福岡で出土の鋳型と香川の巴形銅器、ぴったり一致
2008年04月18日08時00分
九州大学埋蔵文化財調査室は17日、福岡県の同大敷地から出土した弥生時代後期(2世紀ごろ)の巴(ともえ)形銅器の鋳型と、香川県の遺跡から出土した 巴形銅器3点が一致したと発表した。弥生時代の青銅器で、銅鐸(どうたく)以外で鋳型と製品が完全に一致したのは初めてという。
脚の曲がり具合などが一致した巴形銅器(手前)。後ろで手に持たれている白い石が鋳型=九大提供 |
巴形銅器は複数の突起がある青銅器で、飾り金具として使われたとされる。
鋳型は98年に、福岡県春日市と大野城市にまたがる同大筑紫地区遺跡群から出土。石英長石斑岩製で縦6.4センチ、横7.4センチの方形状で全体の4分 の1が残っていた。一方、巴形銅器は1911年に香川県さぬき市の森広遺跡から出土した3点で、東京国立博物館に収蔵されていた。
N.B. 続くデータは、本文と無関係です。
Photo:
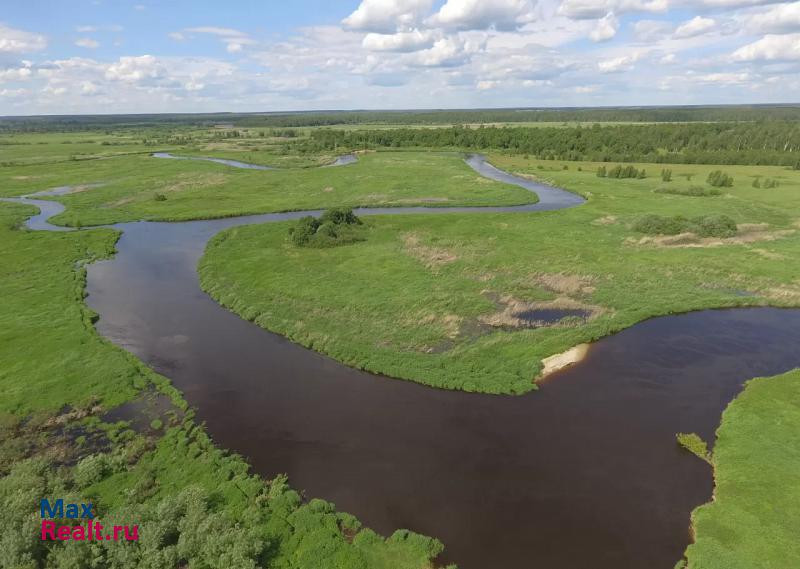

同調査室によると今年1月、鋳型と巴形銅器を重ね合わせたところ、巴形の脚間の幅や曲がり具合、脚裏面の中心線などが完全に一致。3点がこの鋳型から製造されたことが確認された。このことから、少なくとも3回は同じ鋳型での鋳造が可能ということが明らかになった。
調査にあたった田尻義了・学術研究員は「弥生時代の青銅器生産と流通の一端が解明された。北部九州と瀬戸内地域との、当時の政治・経済のネットワークを考える貴重な資料となる」と話している。